Si tratta di un ‘costume di casa’ che è la negazione pura e semplice (una delle tante) dello ‘stile di pensiero’proprio della democrazia liberale e altre volte rievocato su queste pagine. In questo caso, si ignora (si vuole ignorare) che le cerimonie pubbliche appartengono alla dimensione religiosa e hanno una funzione intensamente comunitaria :sono un collante sentimentale e valoriale non la rievocazione di come si sono effettivamente svolti i fatti, per citare Leopold  von Ranke.

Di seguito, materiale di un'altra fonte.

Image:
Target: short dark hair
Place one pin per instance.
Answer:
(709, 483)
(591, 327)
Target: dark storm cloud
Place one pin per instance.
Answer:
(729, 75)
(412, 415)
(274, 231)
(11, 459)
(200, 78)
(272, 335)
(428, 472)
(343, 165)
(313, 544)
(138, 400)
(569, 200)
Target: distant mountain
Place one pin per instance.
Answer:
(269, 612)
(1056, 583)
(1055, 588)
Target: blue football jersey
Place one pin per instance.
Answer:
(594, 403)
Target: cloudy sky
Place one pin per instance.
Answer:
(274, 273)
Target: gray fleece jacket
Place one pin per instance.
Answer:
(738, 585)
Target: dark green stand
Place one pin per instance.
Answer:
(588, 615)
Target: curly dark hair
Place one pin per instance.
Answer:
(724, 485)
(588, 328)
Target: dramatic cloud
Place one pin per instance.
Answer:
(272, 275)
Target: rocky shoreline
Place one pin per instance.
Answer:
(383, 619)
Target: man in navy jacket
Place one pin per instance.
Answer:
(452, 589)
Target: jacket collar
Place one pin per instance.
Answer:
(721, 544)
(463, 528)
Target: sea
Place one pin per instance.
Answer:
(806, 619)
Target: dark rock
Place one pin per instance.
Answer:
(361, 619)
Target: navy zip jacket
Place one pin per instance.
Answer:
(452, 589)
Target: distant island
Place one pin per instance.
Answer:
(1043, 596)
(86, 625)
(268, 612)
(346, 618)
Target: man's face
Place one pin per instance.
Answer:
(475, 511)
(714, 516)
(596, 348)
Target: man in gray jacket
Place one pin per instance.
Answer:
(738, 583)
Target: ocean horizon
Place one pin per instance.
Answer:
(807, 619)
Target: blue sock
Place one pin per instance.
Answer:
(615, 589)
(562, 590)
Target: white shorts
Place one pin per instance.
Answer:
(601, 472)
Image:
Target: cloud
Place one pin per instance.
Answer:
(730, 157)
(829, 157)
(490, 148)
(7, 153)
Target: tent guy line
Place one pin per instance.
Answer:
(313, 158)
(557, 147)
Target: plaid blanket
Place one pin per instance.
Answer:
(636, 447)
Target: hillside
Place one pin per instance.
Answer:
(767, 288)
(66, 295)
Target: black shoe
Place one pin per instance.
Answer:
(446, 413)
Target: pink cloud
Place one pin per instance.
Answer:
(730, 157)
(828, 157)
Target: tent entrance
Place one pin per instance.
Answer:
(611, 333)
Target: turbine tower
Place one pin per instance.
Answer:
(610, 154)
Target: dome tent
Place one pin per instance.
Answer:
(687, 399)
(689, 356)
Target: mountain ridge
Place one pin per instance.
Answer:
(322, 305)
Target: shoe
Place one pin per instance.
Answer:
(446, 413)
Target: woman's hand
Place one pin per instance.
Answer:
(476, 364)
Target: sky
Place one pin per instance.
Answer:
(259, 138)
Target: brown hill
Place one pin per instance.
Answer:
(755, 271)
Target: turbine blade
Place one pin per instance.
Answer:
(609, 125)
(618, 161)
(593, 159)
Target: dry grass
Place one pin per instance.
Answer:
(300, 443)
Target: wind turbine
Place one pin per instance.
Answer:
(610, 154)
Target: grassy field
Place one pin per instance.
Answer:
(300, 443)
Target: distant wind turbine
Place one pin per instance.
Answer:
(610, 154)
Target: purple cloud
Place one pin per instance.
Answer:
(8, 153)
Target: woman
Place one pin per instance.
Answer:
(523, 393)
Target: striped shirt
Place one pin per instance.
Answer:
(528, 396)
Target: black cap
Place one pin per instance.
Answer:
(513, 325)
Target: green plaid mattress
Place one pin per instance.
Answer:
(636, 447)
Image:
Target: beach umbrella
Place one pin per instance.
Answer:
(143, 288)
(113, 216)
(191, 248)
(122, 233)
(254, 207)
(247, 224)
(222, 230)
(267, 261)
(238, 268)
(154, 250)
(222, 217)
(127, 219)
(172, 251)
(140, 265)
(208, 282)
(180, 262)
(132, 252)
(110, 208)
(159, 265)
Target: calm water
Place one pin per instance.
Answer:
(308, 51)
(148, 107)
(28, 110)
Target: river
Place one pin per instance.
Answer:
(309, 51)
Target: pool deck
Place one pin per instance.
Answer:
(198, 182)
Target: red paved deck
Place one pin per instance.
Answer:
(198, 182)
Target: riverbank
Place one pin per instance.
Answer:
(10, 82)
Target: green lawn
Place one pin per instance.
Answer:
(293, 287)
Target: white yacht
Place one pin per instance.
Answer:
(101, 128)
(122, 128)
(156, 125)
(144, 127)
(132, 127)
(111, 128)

«Quel clima—aggiunge Crainz a un discorso condividibile—non è comprensibile appieno però ove non si consideri nel suo insieme la lunga storia di quest’area: dal trauma della prima guerra mondiale sino alla politica anti-slovena e anti-croata perseguita dal fascismo. E sino all’occupazione nazista e fascista della Jugoslavia nel 1941, nello scenario di una guerra che fu—a est più ancora che altrove—guerra di sterminio» Ed eccoci, così, tornati al vizietto dell’intellettuale organico—una figura da noi sempre verde:Crainz plaude al Presidente Mattarella (l’officiante del rito delle foibe) ma non dimentica di affiancargli il professore di storia contemporanea che dice agli Italiani: ora asciugatevi le lacrime perché è venuto il momento di dirvi «perché è successo».

  Intendiamoci, se ci si trovasse nel laboratorio  delle scienze storiche e sociali condividerei, sul piano metodologico, quanto scrive Crainz  sulla necessità di storicizzare gli eventi, ma che c’azzeccano gli strumenti della ricerca con la giornata della memoria? Non solo. E perché quando si rievocano e si depongono corone di fiori sui luoghi dei delitti compiuti dal fascismo—ad esempio, sul Lungotevere Arnaldo da Brescia  dove venne rapito e ucciso Giacomo Matteotti—non si parla—e giustamente, ci tengo a sottolinearlo—di ‘contesto’ ovvero delle cause sociali, culturali, economiche, politiche che portarono il Duce al potere e che spiegano ‘gli anni del consenso’, le adesioni di larghissimi strati sociali al regime, le grandi trasformazioni—non tutte negative—che se ne ebbero nel paese?

 Lo storicismo è ,e da tempo, nel nostro paese, un po’ come le leggi di cui parlava il buon Giovanni Giolitti: è una misura che si applica agli amici (vincitori) e si nega ai nemici (i vinti). Sinceramente dispero che si ci possa liberare di questo doppiopesismo della mente e che si possa porre a fondamento della ‘società aperta’ l’arte della separazione dei piani, che nasce dal senso profondo della varietà delle dimensioni esistenziali e dei relativi codici. Sennonché quella che sembra l’invasione di campo di una scienza che antropofacizza  la sfera del mito e del sentimento, è, in realtà, ideologia con  maschera di scienza. Si ha, a volte, la penosa impressione che nelle nostre aule universitarie, sulle pagine culturali dei grandi quotidiani, nelle redazioni delle riviste, nei documentari televisivi, il ‘sapere’ serva solo a devitalizzare il dente cariato del ’senso comune’ quando non è in sintonia col pensiero egemone.Nel caso delle foibe, curiosamente, si accusano ancora oggi le destre di averne parlato in modo strumentale come se ciò non fosse vero per tutte le parti politiche che selezionano, nell’infinita varietà dei fatti storici quelli che «fanno il loro gioco».